Le retour des pantalons de camouflage à Gatineau

Les policiers de Gatineau ont laissé leur uniforme au placard. Ils portent plutôt des pantalons de camouflage ou des jeans en signe de protestation contre le projet de loi 3 sur les régimes de retraite. Cette mesure, mise en place vendredi, sera effective jusqu'à nouvel ordre.
Au cours des derniers jours, des autocollants ont aussi été apposés sur des véhicules de la Ville de Gatineau, sur des voitures de police et des camions de pompier. Les employés municipaux veulent rendre visible leur mécontentement face au projet de loi du gouvernement Couillard.
Les différents syndicats contactés par LeDroit - policiers, pompiers et cols bleus - assurent que d'autres actions sont à venir sans donner plus de détails. Ces mesures seront intensifiées avant le début des travaux de la Commission parlementaire sur le projet de loi 3, prévus à la fin août.
Ils ont ajouté qu'en aucun cas les citoyens ne seront pris en otage lors des moyens de pression.
«On demande une libre négociation. Le projet de loi vient les baliser et on est contre ça. [...] On aura d'autres moyens de pression prochainement pour montrer notre insatisfaction», indique Jean-Pierre Bussière, président de la Fraternité des policiers de Gatineau.

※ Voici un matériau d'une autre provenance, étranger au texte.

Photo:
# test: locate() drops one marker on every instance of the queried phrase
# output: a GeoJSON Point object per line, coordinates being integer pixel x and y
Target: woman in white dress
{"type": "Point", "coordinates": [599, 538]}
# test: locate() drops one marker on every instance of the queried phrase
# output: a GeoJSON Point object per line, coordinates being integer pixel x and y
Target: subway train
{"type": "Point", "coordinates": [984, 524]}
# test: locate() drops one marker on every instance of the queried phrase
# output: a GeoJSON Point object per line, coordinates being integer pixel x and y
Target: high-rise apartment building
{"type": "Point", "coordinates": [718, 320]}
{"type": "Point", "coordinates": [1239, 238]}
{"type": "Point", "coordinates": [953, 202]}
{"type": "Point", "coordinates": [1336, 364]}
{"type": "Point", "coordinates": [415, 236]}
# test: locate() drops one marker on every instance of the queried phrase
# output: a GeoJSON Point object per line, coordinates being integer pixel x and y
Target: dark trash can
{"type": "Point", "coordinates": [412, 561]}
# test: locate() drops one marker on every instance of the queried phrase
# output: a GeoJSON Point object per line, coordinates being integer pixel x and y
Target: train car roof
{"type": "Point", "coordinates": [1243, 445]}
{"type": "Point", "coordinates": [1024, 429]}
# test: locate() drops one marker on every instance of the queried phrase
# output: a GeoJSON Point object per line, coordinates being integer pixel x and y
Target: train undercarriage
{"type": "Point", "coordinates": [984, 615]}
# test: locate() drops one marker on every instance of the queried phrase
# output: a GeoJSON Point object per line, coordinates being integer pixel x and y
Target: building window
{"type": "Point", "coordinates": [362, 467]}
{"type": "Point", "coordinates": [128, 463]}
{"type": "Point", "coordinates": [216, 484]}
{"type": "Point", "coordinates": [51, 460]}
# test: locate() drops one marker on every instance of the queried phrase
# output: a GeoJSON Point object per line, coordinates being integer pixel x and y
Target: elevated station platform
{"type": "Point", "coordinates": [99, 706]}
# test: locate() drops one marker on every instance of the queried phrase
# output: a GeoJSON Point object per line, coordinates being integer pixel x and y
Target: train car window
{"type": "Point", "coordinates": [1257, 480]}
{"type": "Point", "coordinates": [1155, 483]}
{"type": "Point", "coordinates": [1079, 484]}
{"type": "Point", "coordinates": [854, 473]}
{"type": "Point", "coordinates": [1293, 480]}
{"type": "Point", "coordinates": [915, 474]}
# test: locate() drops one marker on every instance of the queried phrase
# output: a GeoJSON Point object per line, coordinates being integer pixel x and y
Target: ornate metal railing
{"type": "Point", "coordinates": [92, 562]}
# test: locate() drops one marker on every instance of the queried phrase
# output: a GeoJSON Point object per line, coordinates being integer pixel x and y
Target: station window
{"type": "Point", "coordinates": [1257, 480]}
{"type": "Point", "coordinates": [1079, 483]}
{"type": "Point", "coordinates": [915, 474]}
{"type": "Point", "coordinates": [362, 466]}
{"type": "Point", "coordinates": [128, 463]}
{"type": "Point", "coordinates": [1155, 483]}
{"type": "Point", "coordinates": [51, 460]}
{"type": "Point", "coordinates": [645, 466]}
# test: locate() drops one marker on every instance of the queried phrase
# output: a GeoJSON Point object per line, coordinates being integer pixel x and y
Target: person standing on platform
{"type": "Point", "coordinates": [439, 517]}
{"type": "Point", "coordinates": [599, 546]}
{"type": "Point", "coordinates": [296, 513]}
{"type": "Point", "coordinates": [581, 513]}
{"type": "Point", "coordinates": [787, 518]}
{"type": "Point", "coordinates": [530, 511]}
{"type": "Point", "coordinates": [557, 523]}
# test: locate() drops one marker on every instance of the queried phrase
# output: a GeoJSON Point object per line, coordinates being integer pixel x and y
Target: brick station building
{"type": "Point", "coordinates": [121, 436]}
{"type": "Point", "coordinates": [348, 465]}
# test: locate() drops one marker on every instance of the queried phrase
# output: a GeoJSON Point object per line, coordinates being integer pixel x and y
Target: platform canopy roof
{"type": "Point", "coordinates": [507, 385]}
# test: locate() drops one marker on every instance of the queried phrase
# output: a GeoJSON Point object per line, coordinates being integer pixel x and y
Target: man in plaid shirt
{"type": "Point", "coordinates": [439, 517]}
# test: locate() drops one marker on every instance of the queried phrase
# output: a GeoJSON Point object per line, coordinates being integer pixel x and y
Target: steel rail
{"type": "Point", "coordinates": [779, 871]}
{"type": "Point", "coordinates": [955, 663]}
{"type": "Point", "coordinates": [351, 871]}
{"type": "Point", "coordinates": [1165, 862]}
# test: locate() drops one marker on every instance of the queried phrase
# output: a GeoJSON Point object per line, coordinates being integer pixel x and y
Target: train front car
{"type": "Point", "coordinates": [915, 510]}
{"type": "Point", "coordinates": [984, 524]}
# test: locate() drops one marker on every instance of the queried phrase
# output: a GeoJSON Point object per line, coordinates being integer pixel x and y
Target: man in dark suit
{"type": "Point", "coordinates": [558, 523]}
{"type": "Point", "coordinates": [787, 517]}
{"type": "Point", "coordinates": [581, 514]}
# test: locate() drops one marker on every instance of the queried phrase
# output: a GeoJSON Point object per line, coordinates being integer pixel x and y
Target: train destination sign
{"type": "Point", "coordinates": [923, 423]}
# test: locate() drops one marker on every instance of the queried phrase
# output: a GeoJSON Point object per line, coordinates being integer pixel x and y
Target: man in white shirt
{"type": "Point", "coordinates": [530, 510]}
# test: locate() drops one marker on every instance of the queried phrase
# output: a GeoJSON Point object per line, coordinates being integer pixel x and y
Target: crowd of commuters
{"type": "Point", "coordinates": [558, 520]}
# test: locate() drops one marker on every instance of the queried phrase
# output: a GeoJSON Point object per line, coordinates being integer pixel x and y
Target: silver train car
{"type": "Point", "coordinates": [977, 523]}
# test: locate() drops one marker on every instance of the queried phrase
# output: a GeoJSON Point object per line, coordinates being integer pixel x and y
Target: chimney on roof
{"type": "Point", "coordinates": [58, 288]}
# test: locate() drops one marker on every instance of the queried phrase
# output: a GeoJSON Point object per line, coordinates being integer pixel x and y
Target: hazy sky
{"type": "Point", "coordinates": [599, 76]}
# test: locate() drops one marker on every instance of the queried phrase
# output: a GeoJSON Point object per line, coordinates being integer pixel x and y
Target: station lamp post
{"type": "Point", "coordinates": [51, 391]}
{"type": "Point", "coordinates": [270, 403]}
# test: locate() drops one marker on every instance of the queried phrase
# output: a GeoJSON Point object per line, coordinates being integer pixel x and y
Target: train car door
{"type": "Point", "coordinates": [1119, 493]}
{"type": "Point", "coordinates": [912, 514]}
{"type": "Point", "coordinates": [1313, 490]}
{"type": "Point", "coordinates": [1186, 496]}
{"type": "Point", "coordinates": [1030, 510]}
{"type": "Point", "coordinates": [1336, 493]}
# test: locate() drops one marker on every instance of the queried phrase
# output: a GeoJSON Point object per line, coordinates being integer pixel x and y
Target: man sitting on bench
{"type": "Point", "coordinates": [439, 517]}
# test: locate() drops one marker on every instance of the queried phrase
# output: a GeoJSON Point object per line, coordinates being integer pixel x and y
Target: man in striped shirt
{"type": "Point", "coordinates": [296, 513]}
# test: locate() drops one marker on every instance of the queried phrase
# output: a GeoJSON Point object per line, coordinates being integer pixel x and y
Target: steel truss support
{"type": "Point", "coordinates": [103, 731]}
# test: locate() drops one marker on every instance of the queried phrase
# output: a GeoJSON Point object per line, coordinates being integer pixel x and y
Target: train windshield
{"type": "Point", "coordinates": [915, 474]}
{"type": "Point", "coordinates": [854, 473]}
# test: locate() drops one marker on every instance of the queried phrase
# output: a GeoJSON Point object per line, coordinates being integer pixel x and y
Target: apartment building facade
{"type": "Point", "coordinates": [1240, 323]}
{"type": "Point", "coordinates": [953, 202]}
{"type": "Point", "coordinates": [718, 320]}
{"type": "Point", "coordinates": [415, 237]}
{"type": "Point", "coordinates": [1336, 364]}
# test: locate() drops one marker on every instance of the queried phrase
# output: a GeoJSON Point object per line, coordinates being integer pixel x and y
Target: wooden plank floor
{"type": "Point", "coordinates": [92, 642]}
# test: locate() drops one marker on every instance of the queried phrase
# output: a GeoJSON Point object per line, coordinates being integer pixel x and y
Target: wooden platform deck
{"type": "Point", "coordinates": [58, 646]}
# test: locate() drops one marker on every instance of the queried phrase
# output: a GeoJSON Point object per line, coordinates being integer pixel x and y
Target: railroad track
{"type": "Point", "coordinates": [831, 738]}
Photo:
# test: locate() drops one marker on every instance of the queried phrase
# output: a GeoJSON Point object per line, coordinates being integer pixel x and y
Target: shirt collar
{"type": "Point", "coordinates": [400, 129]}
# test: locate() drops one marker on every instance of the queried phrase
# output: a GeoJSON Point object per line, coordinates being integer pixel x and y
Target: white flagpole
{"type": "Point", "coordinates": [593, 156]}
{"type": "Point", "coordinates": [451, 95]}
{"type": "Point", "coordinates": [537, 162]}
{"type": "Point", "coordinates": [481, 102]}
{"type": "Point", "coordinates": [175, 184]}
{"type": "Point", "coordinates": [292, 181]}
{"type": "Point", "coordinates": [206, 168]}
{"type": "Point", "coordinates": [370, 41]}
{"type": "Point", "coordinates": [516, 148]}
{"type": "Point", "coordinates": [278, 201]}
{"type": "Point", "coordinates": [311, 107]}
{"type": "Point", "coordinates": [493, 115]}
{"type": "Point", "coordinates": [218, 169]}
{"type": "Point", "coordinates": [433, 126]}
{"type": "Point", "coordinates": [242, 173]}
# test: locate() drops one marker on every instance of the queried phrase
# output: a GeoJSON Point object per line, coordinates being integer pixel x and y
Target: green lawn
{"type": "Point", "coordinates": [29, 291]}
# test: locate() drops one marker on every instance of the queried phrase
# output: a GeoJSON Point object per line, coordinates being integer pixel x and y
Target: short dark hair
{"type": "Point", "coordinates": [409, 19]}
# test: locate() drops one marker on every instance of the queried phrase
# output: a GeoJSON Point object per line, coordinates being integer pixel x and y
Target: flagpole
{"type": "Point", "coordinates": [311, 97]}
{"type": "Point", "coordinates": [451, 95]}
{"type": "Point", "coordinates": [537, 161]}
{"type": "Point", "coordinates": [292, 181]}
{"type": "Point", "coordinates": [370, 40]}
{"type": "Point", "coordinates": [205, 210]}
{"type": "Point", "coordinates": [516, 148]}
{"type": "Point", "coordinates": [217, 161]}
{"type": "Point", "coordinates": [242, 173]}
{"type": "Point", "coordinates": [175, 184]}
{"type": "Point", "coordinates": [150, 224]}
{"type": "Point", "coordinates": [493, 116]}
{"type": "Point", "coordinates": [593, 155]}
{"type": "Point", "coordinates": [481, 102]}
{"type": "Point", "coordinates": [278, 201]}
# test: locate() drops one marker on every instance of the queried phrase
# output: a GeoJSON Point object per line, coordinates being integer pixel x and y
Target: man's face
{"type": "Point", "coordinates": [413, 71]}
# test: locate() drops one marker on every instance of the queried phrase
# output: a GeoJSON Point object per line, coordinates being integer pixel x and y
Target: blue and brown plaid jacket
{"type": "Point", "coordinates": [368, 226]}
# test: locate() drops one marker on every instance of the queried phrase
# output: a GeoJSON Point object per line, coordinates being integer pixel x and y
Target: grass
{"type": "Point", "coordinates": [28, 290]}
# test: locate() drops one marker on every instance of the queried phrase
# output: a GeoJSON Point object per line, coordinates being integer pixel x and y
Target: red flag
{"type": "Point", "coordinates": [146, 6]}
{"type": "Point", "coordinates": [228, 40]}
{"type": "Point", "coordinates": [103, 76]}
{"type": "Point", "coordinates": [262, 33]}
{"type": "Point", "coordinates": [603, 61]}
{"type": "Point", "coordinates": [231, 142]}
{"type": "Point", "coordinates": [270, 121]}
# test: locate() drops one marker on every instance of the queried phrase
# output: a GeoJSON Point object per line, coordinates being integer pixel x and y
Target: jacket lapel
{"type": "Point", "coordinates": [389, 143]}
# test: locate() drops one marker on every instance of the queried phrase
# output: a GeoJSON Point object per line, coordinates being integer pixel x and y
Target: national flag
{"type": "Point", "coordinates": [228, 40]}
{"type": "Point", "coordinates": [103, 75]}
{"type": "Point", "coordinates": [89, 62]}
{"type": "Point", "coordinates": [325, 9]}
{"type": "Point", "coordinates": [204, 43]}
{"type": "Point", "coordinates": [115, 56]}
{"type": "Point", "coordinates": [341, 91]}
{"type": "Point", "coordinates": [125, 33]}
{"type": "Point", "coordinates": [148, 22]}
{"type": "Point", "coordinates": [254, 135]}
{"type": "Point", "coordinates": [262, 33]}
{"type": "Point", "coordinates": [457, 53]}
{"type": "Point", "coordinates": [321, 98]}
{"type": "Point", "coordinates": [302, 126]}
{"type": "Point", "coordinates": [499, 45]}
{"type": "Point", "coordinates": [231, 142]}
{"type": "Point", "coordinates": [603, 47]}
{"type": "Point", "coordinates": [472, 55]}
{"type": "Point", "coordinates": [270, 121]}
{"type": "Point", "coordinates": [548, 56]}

Les pompiers de Gatineau n'ont pas emboîté le pas à leurs collègues policiers en ce qui concerne l'uniforme de travail. Par contre, Stéphane Noël, président de l'Association des pompiers de Gatineau, assure que ses membres joindront le mouvement de protestation avec des mesures particulières. «On est solidaire. On avait déjà des plans avant l'arrivée de la mesure du pantalon de camouflage. Ce sera une belle surprise au mois d'août.»
Ce dernier n'a pas caché son mécontentement face à la tournure que doivent prendre les négociations. «S'il veut nous fourrer (le maire de Gatineau, Maxime Pedneaud-Jobin), il faudra qu'il regarde dans sa propre cour. S'il veut revoir notre régime de retraite, le maire doit regarder le sien avant», s'indigne M. Noël.
Le mouvement de contestation se déroule à la grandeur de la province et est mené par la Coalition syndicale pour la libre négociation.
Fortement critiqué par le monde syndical, le projet de loi 3 vise à assurer la pérennité des régimes de retraite à prestations déterminées du milieu municipal.